Plus loin, le plus beau d’entre tous attire immanquablement les aviateurs : le Haut- Koenigsbourg se dresse fièrement au-dessus de la plaine. Sécurité à gauche, virage par la gauche et cap sur les stations de ski vosgiennes. « Le col de la Schlucht sépare l’Alsace des Vosges. Tous ceux qui habitent au-delà de ce col, les gens d’ici les appellent les Français de l’intérieur », avoue mon pilote.
On passe au-dessus de Munster et de ses fromages, de Riquewihr et de son vignoble. Du ciel ou du sol, ce village médiéval mérite le détour, comme celui d’Eguisheim, que nous verrons en repassant plus bas que les trois châteaux. Plus loin dans la plaine, Neuf-Brisach : ville octogonale aux fortifications en étoile, construite par Vauban et qui offre un beau spectacle aux hommes du ciel.


Colmar, une ville Foehn

Cap retour sur le terrain, nous laissons la ville de Colmar à main gauche. Son nom vient du latin et signifie « colombier », n’en déplaise aux cigognes qui y prennent leurs quartiers à partir du printemps. Préfecture du Haut-Rhin, Colmar a vu naître, en 1834, le père de la Statue de la Liberté : Frédéric Auguste Bartholdi. Une réplique de 12 mètres de haut se dresse d’ailleurs sur le rond-point de l’aéroport. Autre caractéristique et pas des moindres, c’est la commune la plus sèche de France : les précipitations atteignent 530 mm en moyenne par an (Nice : 767 mm par an). «C’est grâce à l’effet de foehn », explique Dominique Roth. La ville est en contrebas du Grand Ballon (4672 ft), le point culminant des Vosges. La masse d’air s’assèche en passant la montagne et se réchauffe par compression en descendant vers Colmar. Les nuages restent accrochés de l’autre côté, où ils déversent leur eau, laissant les 67 000 Colmariens et Colmariennes au sec.

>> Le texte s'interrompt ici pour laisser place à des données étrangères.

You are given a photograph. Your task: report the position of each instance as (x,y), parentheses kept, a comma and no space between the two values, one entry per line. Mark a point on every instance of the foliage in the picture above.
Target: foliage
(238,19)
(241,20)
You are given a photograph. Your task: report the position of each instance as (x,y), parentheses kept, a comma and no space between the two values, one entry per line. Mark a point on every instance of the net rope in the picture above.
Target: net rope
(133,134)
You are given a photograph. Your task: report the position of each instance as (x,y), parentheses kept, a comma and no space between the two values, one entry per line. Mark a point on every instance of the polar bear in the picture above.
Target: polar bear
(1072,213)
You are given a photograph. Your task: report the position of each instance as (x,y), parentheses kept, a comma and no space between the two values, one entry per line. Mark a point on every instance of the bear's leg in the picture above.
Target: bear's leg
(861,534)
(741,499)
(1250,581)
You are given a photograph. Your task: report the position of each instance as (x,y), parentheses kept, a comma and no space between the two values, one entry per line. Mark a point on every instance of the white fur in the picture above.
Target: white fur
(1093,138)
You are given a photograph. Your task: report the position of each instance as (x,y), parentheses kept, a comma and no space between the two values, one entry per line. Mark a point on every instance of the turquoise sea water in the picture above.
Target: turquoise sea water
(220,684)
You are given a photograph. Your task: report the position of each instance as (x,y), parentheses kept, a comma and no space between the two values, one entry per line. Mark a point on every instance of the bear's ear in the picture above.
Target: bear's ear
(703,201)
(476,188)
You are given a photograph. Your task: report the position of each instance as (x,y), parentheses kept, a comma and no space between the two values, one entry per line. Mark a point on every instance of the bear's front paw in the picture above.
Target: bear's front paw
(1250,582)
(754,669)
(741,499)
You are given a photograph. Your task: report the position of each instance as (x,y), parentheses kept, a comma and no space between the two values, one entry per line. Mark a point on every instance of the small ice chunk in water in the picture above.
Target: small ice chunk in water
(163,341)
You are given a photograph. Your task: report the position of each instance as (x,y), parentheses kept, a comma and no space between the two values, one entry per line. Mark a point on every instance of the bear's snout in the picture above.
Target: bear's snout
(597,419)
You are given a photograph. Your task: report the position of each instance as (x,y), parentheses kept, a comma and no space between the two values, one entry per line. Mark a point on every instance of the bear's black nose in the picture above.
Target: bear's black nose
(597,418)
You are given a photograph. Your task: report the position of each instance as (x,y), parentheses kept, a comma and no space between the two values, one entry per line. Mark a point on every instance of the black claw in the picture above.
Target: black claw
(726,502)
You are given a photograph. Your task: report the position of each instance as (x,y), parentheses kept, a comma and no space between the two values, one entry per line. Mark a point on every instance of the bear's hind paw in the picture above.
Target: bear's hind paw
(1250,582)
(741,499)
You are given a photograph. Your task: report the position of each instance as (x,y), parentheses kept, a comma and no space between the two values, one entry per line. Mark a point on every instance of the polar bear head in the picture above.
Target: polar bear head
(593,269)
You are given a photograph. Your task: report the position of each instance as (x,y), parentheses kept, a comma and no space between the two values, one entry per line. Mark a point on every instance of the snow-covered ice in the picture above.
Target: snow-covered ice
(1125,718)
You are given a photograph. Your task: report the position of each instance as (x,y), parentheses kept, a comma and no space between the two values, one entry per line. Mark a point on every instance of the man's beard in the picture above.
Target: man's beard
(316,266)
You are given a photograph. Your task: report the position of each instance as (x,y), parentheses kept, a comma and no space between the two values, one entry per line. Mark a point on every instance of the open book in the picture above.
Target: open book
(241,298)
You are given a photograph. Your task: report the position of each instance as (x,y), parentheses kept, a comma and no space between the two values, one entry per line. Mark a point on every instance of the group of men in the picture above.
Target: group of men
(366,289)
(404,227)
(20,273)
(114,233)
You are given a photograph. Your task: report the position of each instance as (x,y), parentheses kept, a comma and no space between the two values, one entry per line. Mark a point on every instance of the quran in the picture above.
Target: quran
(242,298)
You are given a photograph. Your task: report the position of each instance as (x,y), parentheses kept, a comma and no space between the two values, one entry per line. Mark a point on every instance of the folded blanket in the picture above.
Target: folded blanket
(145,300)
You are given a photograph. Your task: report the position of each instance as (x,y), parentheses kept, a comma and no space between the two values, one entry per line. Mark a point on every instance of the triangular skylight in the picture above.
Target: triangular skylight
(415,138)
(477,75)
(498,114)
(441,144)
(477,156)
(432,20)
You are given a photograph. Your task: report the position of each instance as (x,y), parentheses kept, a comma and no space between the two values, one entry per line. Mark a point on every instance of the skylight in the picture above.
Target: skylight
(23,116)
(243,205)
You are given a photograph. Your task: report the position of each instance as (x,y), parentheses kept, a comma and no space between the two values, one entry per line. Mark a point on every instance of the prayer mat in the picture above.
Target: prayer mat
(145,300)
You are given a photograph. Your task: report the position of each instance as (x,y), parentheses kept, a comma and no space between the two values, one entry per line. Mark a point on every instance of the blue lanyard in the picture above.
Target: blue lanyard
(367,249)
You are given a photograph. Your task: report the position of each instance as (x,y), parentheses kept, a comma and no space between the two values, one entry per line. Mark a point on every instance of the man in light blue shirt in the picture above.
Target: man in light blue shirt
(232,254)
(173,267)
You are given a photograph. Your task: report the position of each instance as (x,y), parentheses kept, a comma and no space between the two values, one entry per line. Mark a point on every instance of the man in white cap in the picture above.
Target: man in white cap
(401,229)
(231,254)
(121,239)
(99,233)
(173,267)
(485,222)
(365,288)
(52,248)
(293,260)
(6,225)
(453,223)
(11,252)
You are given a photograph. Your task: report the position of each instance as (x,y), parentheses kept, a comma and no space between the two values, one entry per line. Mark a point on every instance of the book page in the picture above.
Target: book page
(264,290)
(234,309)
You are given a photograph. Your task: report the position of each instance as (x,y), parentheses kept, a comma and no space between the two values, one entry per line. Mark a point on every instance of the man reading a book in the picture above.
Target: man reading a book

Chaque année, plus de 3 millions de visiteurs viennent ici. Le charme de Colmar et sa gastronomie n’y sont pas étrangers. Il y a aussi l’attrait des musées : la maison de Bar tholdi, le muséum d’histoire naturelle et d’ethnographie, le musée du jouet et des petits trains, le musée d’Unterlinden (qui abrite le célèbre retable d’Issenheim). Il y a la foire aux vins, il y a les festivals de jazz et de cinéma… «Chaque saison a son charme », s’enorgueillissent les habitants.


LFGA revit

L’avion arrive vite en finale. Devant nous, la 01-19 en dur est bien là, et les avions y sont plus que jamais présents. Dire qu’il y a quelques mois la plate-forme était promise à la disparition par un maire peu soucieux de la richesse que représente un tel site… Ses administrés ont été suffisamment responsables et battants pour conserver leur terrain, et LFGA revit après sept ans d’un combat « aérien » sans merci.

Parmi les grands généraux de la bataille, il faut citer sans conteste Olivier Alméras, Dominique Roth, Philippe Dufour et Michel Moll. «Mais c’est toute une équipe qui a gagné, c’est l’ensemble des gens qui se sont mobilisés qui remportent cette victoire », ajoute en toute modestie Olivier. Citons également Willy Liebherr, l’industriel, le pilote, sans qui l’aéroport de Colmar n’existerait sûrement plus aujourd’hui. Il installe ses locaux sur le site afin de dynamiser la plate-forme.
Au sol, les membres du club, les pilotes de vol à voile, ceux d’Aéro Rétro, les propriétaires privés et les constructeurs amateurs sont tout de suite sympathiques. Certains ont cet accent alsacien si particulier… L’alsacien ne s’écrit pas, c’est un dialecte. Aussi quand vient le moment où vous demandez à un pilote de vous épeler un nom de lieu un peu compliqué, il vous répondra simplement, « ça s’écrit comme ça se prononce », et c’est là que les problèmes commencent. Et attention : ne dites jamais qu’un Alsacien est un Allemand, c’est une grave erreur diplomatique.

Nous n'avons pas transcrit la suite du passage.